If your parents, other adults or teachers tell you to "stay a virgin," I can basically guarantee you what they DON'T mean is to have every sort of sex except intercourse. Most adults don't define virginity by your hymen or intercourse, as most of us know better. Women are especially less prone to use this definition, because overall, as shown in many sexuality studies, almost two-thirds of women do not experience orgasm from only intercourse (and according to two studies, The Hite Report and Women and Sex, over 80% didn't during first intercourse), but do instead by other kinds of sex (oral sex, masturbation, or mutual masturbation).

When adults talk about sex, they usually aren't talking about a single act, or something as simple as a penis entering your vagina. What they are talking about is an entire part of your life, in which you are sexually active (of any involved sort, like oral sex, heavy petting or intercourse), and emotionally and intellectually involved in that act. In fact, the transitive definition of sex, from the Latin "sexus" truly means "sexually motivated phenomena or behavior." In other words, if you're doing something because you want to get off, or make yourself feel good in a way that relates to your sexuality, it's sex. There is a difference between "sex" and "sexual intercourse" which is why we have separate terms, and while "sex" is very broad, and can include many things, "sexual intercourse" pertains only to one.

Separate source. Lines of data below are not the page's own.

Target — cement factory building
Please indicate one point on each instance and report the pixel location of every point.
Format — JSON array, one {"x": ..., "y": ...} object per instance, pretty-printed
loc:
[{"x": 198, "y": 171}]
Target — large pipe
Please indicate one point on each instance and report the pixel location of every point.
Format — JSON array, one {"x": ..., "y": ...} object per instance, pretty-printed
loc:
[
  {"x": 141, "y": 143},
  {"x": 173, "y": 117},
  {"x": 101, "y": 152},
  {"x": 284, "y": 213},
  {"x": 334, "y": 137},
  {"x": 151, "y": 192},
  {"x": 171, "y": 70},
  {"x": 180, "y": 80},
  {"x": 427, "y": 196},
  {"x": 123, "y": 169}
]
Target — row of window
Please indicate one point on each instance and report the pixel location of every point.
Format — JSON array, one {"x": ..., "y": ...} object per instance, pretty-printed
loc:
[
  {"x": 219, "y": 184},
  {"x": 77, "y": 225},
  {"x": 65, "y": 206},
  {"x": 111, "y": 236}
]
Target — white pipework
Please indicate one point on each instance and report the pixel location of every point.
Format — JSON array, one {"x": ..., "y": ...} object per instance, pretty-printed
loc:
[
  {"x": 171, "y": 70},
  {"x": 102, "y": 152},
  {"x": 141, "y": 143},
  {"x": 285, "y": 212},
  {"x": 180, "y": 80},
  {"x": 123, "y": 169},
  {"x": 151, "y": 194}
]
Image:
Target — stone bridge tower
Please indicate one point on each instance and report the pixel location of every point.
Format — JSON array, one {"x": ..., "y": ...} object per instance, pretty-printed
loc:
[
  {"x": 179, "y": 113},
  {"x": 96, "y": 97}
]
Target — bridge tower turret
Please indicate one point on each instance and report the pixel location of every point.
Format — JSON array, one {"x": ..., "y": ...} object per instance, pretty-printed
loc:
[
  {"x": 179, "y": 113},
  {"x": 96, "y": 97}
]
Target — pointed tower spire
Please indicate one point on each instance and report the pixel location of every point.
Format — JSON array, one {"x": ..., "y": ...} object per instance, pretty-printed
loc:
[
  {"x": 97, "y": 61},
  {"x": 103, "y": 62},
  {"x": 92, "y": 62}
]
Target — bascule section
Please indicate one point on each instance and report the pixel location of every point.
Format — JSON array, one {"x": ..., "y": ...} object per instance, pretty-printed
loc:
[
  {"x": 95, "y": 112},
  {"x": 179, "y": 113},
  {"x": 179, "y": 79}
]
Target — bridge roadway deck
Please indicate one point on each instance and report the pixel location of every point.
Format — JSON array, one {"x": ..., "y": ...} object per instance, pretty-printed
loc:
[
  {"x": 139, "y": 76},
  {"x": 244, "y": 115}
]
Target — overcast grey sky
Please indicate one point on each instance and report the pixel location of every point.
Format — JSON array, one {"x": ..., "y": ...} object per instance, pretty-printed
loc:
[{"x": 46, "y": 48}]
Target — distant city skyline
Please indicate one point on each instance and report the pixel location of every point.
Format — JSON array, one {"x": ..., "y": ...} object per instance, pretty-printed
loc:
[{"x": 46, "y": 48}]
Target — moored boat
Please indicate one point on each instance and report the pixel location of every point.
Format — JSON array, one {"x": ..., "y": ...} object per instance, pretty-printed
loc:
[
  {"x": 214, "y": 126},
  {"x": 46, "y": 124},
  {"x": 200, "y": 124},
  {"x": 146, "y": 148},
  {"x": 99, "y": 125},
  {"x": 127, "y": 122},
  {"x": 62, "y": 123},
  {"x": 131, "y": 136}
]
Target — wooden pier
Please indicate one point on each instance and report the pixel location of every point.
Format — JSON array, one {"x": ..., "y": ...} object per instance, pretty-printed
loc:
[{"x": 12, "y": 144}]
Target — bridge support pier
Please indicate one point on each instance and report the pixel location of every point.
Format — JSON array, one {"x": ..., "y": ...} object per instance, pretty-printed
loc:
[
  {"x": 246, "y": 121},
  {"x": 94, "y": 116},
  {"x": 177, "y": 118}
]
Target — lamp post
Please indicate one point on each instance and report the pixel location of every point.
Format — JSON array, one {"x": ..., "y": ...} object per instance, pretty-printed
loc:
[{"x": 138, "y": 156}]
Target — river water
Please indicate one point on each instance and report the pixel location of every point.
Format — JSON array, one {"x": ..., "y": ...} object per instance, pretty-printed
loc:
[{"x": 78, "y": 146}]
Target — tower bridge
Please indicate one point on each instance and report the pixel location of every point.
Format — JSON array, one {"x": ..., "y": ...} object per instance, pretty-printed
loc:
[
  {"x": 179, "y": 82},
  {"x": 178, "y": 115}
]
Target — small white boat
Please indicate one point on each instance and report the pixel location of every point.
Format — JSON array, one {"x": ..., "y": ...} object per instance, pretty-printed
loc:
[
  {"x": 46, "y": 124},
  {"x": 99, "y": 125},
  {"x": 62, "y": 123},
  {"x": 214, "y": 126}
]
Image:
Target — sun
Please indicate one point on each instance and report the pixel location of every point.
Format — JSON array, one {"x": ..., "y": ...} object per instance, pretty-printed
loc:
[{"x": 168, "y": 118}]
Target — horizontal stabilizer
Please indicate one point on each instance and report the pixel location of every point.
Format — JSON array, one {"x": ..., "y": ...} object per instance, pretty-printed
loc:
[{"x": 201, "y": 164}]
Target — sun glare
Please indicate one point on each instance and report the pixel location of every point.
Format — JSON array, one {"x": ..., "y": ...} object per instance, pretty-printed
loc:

Where does all this leave me?
Where it should. Only YOU can define your sexual life. Someone else can't do it for you, and you shouldn't allow anyone else to do so, ever. Virginity shouldn't be something you use to devalue or judge others, or by which you should be judged or devalued. Even if we are treated as such, none of us are objects to be owned; we are whole people who own ourselves as well as our own sexual identity and value. Virginity shouldn't be a symbol of status (unless, that is, you still have a bride price, in which case, you have bigger problems than figuring out what virginity is), or a lack thereof. Sex isn't something that should be used as a bargaining chip for anything, or used to manipulate. If it is, you aren't doing it right, and boy, are you missing out.

Your sexuality is something you will have with you all of your life. It is yours by birth, and it starts developing before you are even born. No one can give it to you, or take it away. How much or how little value you give it is solely up to you. If you can have sex responsibly and safely and feel good about it, it makes you no less or more of a good person or a person of value that someone who feels good about being sexually inactive, abstinent, or celibate. If you feel best being sexually inactive, and like to define yourself as a virgin by whatever definition you have, that's great, too.

But that value has to lie with you -- not with current or potential partners, or with your family or friends. If the only value your sexuality has to you is what others think of it, you may very well find that your sexual life will be very empty, and you'll be apt to let others make choices for you, or influence your choices, in an arena where to be healthy, you need to be making them yourself.

Much of the misinformation, myth and practice surrounding female virginity has been cultivated in times when women could not make their own choices. But those times are past for many women, unless you choose to perpetuate them. Ultimately, it is in your hands, and those of other women right now, to take the initiative to "own" yourself and your sexuality. Whatever way you choose to do so, so long as it feels right to you physically, emotionally and intellectually, and you make your choices responsibly and thoughtfully is the right way. If you do so on your own, and own your own sexuality, by what "virgin" is really supposed to mean, well...you're being the best kind of virgin there is, the kind who is autonomous, and, like the Greek goddess Diana, cannot be owned by anyone and is pure at heart... and that's the place where you CAN tell.